Taken together, our pipeline is an important tool for labeling neuronal structures and deciphering the regulatory grammar controlling the development of the neuronal system in vertebrates. Furthermore our results indicate that pan-vertebrate conserved non-coding elements compared to less deeply conserved elements, show activity preferentially in neuronal structures.
Results
Identification of a set of neuronal regulatory elements
One of the key steps to establish a robust pipeline for the labeling of developmental structures is the accurate prediction of autonomous regulatory elements in the genome. Thus, to define genomic regions most likely involved in gene regulation, we use a variant of the PreMod algorithm [28] applied to the medaka genome (see Methods). The algorithm first identifies individual TFBS based on a set of 402 high quality position-weight matrices (PWMs), from manually curated databases of known TFBS (Transfac [30], Jaspar [31]) and results from ChIP data [32] ( Figure 1 and methods ). Next, it assesses conservation of the predicted TFBS by comparing the medaka sequence to the orthologous sequences in Tetraodon nigroviridis (tetraodon), Takifugu rubripes (pufferfish) and Gasterosteus aculeatus (stickleback). Finally, clusters of conserved homotypic or oligotypic binding sites were identified and predicted as CRMs ( Figure 1 ).
The algorithm resulted in the identification of 23,011 predicted CRMs (average length 244 bp; median length 136 bp) which contain on average 62 putative TFBSs. These regions, despite being broadly distributed over the genome, are found significantly more often in intergenic regions (72.4%, p-value <0.01, Figure S1A) and preferentially within 100 kilobases (kb) distance to the nearest transcription start site (TSS) (93.11%, p-value <0.01, Figure S1B).
It has previously been shown that vertebrate conserved non-coding elements are functional enhancers [12]. These elements are also known to be preferentially located around developmental genes and are consequently hypothesized to be active during development [16]. Thus, we selected those predicted CRMs for which a statistically significant alignment in a conserved syntenic block with human was found (see Methods for details). Of the resulting 491 vertebrate conserved CRMs, 69.36% lie in intergenic regions (p-value <0.01, Figure S1A) and 97.98% are located less than 100 kb away from the nearest TSS (p-value <0.01, Figure S1B). These trends are accentuated compared to the ones observed for the entire set of predicted CRMs.
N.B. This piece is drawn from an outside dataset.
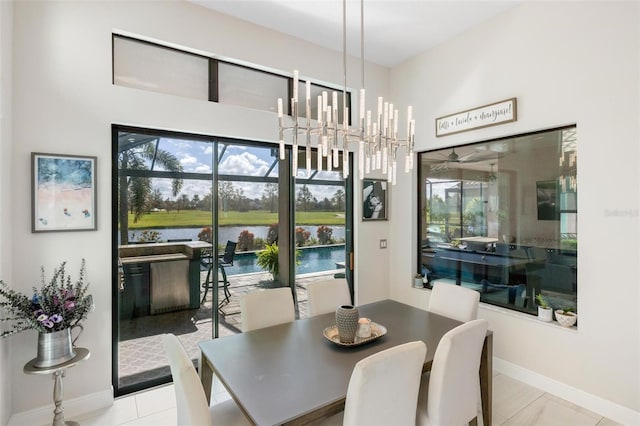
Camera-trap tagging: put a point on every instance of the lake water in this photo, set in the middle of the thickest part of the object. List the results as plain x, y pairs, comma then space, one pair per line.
312, 259
227, 233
Both sets of predicted CRMs (all CRMs and vertebrate conserved CRMs) are stored in the PreMod database [29] (http://premod.mcb.mcgill.ca) and listed in Supplementary Tables S1 and S2. PreMod provides the location, score, and binding site content of each predicted CRM. It also reports which transcription factor matrices were used to build the CRM (tag matrices). Predicted CRMs and surrounding genes are displayed in their genomic context. Where in-situ expression of medaka genes or CRM activity information is available, PreMod links to the corresponding experimental data stored in the 4DXpress database [33] (http://4dx.embl.de/4DXembl/reg/all/searchbyspecies/line.do?speciesID=4).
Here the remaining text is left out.